UnitedHealth announced on Feb. 4 the Treasury reference yields for calculating the purchase prices in its modified Dutch auction cash tender offers.

The short-term notes include the company's:

• 5.25% notes' purchase price calculated using the yield to maturity of the 1% Treasury due Dec. 31, 2011;

• 5.5% notes' purchase price calculated using the 1% Treasury due Dec. 31, 2011;

• 4.875% notes' purchase price calculated using the 1.125% Treasury due Dec. 15, 2012; and

• 4.875% notes' purchase price calculated using the 1.125% Treasury due Dec. 31, 2012.

The reference yield was 0.838% for the 5.25% notes and 5.5% notes and 1.386% for the 4.875% notes.

The intermediate-term notes include the company's:

• 4.75% notes' purchase price calculated using the 2.625% Treasury due Dec. 31, 2014;

• 5% notes' purchase price calculated using the 2.625% Treasury due Dec. 31, 2014;

• 4.875% notes' purchase price calculated using the 2.625% Treasury due Dec. 31, 2014;

• 5.375% notes' purchase price calculated using the 3.375% Treasury due Nov. 15, 2019;

• 6% notes' purchase price calculated using the 3.375% Treasury due Nov. 15, 2019; and

• 6% notes' purchase price calculated using the 3.375% Treasury due Nov. 15, 2019.

The reference yield was 2.358% for the 4.75% notes, 5% notes and 4.875% notes and 3.695% for the remaining notes.

The reference yields were set at 2 p.m. ET on Feb. 3.

The clearing spread premium for each series was the lowest single premium at which the company is able to accept tendered notes within the tender caps.

The payouts include an early participation amount of $30 per $1,000 principal amount of notes tendered by 5 p.m. ET on Jan. 22.

The company previously said that it would pay accrued interest.

The offers began on Jan. 6 and expired at midnight ET on Feb. 5.

As of 5 p.m.

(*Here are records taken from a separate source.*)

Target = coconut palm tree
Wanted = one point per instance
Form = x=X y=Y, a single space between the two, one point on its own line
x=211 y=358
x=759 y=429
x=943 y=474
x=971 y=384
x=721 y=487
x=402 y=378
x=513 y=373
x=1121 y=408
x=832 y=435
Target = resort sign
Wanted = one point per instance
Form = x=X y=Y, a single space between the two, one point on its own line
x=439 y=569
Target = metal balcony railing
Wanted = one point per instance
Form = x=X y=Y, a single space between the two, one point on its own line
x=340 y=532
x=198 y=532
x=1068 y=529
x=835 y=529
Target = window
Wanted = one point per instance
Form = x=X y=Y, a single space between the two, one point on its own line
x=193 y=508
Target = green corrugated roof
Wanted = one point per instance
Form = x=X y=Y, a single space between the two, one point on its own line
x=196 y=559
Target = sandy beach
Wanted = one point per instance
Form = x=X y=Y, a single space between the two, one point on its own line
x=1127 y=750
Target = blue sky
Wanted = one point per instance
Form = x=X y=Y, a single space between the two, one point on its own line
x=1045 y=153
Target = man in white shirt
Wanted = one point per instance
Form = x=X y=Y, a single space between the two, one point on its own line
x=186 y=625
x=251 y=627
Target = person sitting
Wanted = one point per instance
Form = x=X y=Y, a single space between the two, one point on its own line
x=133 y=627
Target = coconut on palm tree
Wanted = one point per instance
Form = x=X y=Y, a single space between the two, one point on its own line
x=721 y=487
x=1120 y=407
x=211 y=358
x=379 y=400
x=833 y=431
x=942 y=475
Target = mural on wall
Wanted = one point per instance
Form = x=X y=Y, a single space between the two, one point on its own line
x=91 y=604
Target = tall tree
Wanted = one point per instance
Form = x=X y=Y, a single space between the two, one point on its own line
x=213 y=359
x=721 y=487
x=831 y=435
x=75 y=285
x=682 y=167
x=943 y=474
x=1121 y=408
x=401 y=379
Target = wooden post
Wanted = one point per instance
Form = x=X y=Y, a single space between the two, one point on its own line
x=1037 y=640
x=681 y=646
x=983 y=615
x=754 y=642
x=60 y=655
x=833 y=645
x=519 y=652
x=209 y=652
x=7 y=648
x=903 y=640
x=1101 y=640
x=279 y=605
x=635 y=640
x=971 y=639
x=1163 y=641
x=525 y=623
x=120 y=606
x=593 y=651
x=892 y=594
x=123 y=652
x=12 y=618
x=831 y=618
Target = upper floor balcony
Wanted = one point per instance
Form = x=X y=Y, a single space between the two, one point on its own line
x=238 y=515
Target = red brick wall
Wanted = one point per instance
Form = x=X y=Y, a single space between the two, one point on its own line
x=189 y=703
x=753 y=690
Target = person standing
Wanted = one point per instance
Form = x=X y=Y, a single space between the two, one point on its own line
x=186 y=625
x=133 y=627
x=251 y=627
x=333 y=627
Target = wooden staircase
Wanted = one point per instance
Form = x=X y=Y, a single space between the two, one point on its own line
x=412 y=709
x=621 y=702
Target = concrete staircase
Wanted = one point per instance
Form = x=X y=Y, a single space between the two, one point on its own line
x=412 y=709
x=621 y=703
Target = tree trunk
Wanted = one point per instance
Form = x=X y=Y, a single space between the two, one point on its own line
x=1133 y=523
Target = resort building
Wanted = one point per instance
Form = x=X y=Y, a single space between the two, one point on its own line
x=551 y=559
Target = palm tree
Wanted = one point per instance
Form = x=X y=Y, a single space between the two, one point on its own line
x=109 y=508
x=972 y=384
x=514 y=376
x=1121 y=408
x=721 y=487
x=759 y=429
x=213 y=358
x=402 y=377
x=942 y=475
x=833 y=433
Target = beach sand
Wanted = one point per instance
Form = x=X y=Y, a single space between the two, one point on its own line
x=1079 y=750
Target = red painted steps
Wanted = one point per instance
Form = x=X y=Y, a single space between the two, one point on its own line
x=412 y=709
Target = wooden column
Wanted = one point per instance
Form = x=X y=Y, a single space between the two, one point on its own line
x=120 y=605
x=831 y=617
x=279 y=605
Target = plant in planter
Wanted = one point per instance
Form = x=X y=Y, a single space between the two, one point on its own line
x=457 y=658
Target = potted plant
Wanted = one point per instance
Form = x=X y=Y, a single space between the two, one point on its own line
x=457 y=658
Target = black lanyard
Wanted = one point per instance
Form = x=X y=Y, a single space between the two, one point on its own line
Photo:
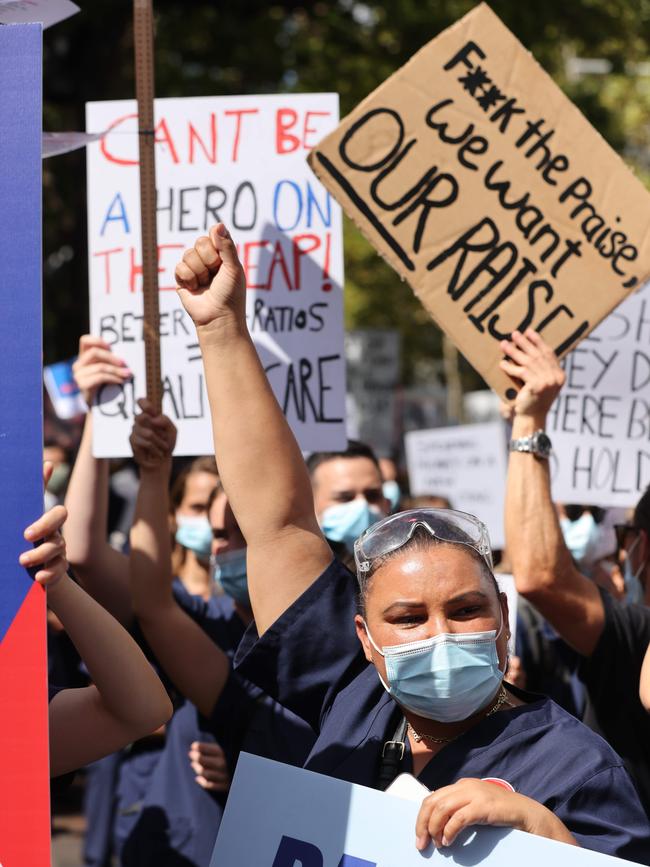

ET on Jan. 22, the company had received tenders for approximately $472 million of the short-term notes and approximately $570 million of the intermediate-term notes, including:

• $107,564,000 principal amount, or 14.3%, of the 5.25% notes due 2011;

• $207,827,000, or 46.2%, of the 5.5% notes due 2012;

• $75,361,000, or 13.7%, of the 4.875% notes due 2013 (Cusip 91324PBH4);

• $80,931,000, or 18.0%, of the 4.875% notes due 2013 (Cusip 91324PAE2;

• $79,223,000, or 31.7%, of the 4.75% notes due 2014;

• $108,278,000, or 21.7%, of the 5% notes due 2014;

• $80,187,000, or 16.0%, of the 4.875% notes due 2015;

• $149,589,000, or 19.9%, of the 5.375% notes due 2016;

• $60,434,000, or 12.1%, of the 6% notes due 2017 (Cusip 91324PAW2); and

• $92,784,000, or 37.1%, of the 6% notes due 2017 (Cusip 91324PBC5).

On Jan. 25, the company increased the cap for the intermediate-term notes from $550 million.

The company said the offers will improve the matching of floating-rate assets and liabilities on its balance sheet and reduce its debt service cost.

UnitedHealth Group said it expected to use a combination of cash on hand and the proceeds from an issue of commercial paper to fund the purchase.

Bank of America Merrill Lynch (888 292-0070 or call collect 980 388-4603), Citi (800 558-3745 or call collect 212 723-6106), J.P. Morgan (866 834-4666 or call collect 212 834-3424) and RBS (877 297-9832 or call collect 203 897-6145) are the dealer managers. Global Bondholder Services Corp. (212 430-3774 or 866 470-4200) is the information agent and depositary.

The diversified health care company is based in Minnetonka, Minn.